I am ashamed to say that my first movement was to clutch the cheque which he had left with me, and which I was determined to present the very moment the bank opened. I know the importance of these things, and that men CHANGE THEIR MIND sometimes. I sprang through the streets to the great banking house of Manasseh in Duke Street. It seemed to me as if I actually flew as I walked. As the clock struck ten I was at the counter and laid down my cheque.

The gentleman who received it, who was one of the Hebrew persuasion, as were the other two hundred clerks of the establishment, having looked at the draft with terror in his countenance, then looked at me, then called to himself two of his fellow-clerks, and queer it was to see all their aquiline beaks over the paper.

"Come, come!" said I, "don’t keep me here all day. Hand me over the money, short, if you please!" for I was, you see, a little alarmed, and so determined to assume some extra bluster.

"Will you have the kindness to step into the parlor to the partners?" the clerk said, and I followed him.

"What, AGAIN?" shrieked a bald-headed, red-whiskered gentleman, whom I knew to be Mr. Manasseh. "Mr. Salathiel, this is too bad! Leave me with this gentleman, S." And the clerk disappeared.

"Sir," he said, "I know how you came by this; the Count de Pinto gave it you. It is too bad! I honor my parents; I honor THEIR parents; I honor their bills! But this one of grandma’s is too bad— it is, upon my word now! She’ve been dead these five-and-thirty years. And this last four months she has left her burial-place and took to drawing on our ’ouse! It’s too bad, grandma; it is too bad!" and he appealed to me, and tears actually trickled down his nose.

"Is it the Countess Sidonia’s cheque or not?" I asked, haughtily.

"But, I tell you, she’s dead! It’s a shame!—it’s a shame!—it is, grandmamma!" and he cried, and wiped his great nose in his yellow pocket-handkerchief. "Look year—will you take pounds instead of guineas? She’s dead, I tell you! It’s no go! Take the pounds—one tausend pound!—ten nice, neat, crisp hundred-pound notes, and go away vid you, do!"

"I will have my bond, sir, or nothing," I said; and I put on an attitude of resolution which I confess surprised even myself.

"Wery vell," he shrieked, with many oaths, "then you shall have noting—ha, ha, ha!—noting but a policeman! Mr. Abednego, call a policeman! Take that, you humbug and impostor!" and here, with an abundance of frightful language which I dare not repeat, the wealthy banker abused and defied me.

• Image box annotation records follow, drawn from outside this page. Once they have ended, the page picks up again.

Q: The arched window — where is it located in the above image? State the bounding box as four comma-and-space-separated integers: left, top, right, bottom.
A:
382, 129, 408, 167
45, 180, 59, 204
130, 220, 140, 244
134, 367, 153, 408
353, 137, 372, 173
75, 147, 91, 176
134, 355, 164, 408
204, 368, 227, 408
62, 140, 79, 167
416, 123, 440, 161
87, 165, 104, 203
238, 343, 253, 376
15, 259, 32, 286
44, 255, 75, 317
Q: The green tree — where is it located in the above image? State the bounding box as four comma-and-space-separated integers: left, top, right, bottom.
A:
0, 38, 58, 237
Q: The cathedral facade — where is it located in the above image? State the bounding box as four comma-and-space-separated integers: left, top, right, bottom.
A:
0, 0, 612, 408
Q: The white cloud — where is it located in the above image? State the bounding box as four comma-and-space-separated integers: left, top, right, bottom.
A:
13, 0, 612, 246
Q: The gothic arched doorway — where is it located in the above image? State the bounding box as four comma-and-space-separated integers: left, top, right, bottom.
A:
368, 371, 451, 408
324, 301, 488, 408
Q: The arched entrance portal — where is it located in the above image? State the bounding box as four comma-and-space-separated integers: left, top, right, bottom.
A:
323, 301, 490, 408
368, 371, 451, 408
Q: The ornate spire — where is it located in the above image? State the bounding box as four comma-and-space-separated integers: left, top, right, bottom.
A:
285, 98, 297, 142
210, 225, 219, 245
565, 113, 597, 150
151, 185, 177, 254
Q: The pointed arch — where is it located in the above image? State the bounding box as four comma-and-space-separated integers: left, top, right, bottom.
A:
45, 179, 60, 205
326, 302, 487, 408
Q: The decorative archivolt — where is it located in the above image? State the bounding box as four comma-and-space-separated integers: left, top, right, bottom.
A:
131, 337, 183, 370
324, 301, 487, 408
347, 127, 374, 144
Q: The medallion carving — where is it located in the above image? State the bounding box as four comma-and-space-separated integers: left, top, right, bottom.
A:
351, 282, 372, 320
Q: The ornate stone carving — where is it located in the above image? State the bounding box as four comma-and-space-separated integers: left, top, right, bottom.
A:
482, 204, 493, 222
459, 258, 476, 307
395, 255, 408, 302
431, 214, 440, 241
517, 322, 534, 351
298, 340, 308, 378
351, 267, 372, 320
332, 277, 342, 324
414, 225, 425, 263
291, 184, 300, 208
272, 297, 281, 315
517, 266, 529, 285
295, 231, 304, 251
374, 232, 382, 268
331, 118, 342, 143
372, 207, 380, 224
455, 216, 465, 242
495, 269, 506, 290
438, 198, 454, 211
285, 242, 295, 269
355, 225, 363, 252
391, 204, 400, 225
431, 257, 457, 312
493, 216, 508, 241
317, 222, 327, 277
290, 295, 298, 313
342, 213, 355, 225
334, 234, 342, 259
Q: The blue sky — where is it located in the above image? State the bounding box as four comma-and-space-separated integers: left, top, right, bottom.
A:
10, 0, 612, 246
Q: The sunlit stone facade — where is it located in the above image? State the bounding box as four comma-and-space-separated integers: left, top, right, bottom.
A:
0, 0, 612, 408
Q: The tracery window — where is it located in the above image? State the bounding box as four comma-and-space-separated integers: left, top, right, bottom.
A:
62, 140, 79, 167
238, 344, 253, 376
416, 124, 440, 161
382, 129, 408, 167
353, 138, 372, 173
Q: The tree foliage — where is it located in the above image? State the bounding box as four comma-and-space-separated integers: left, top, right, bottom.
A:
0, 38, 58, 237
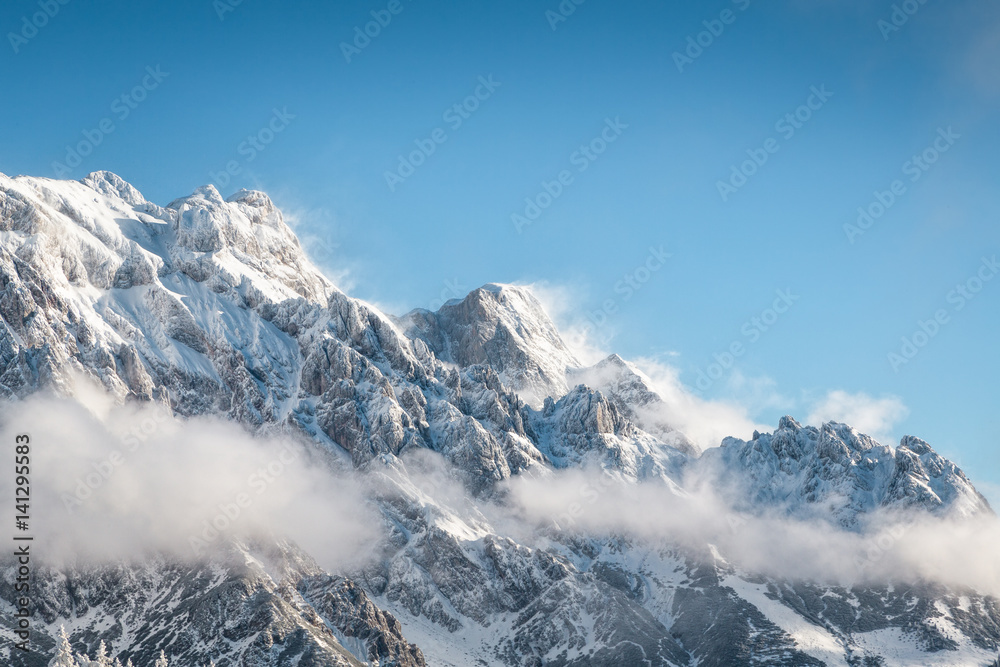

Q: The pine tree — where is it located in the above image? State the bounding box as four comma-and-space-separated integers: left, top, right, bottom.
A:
49, 625, 79, 667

Au bout du compte, what was I to do, if a banker did not choose to honor a cheque drawn by his dead grandmother? I began to wish I had my snuff-box back. I began to think I was a fool for changing that little old-fashioned gold for this slip of strange paper.

Meanwhile the banker had passed from his fit of anger to a paroxysm of despair. He seemed to be addressing some person invisible, but in the room: "Look here, ma’am, you’ve really been coming it too strong. A hundred thousand in six months, and now a thousand more! The ’ouse can’t stand it; it WON’T stand it, I say! What? Oh! mercy, mercy!"

As he uttered these words, A Hand fluttered over the table in the air! It was a female hand: that which I had seen the night before. That female hand took a pen from the green baize table, dipped it in a silver inkstand, and wrote on a quarter of a sheet of foolscap on the blotting-book, "How about the diamond robbery? If you do not pay, I will tell him where they are."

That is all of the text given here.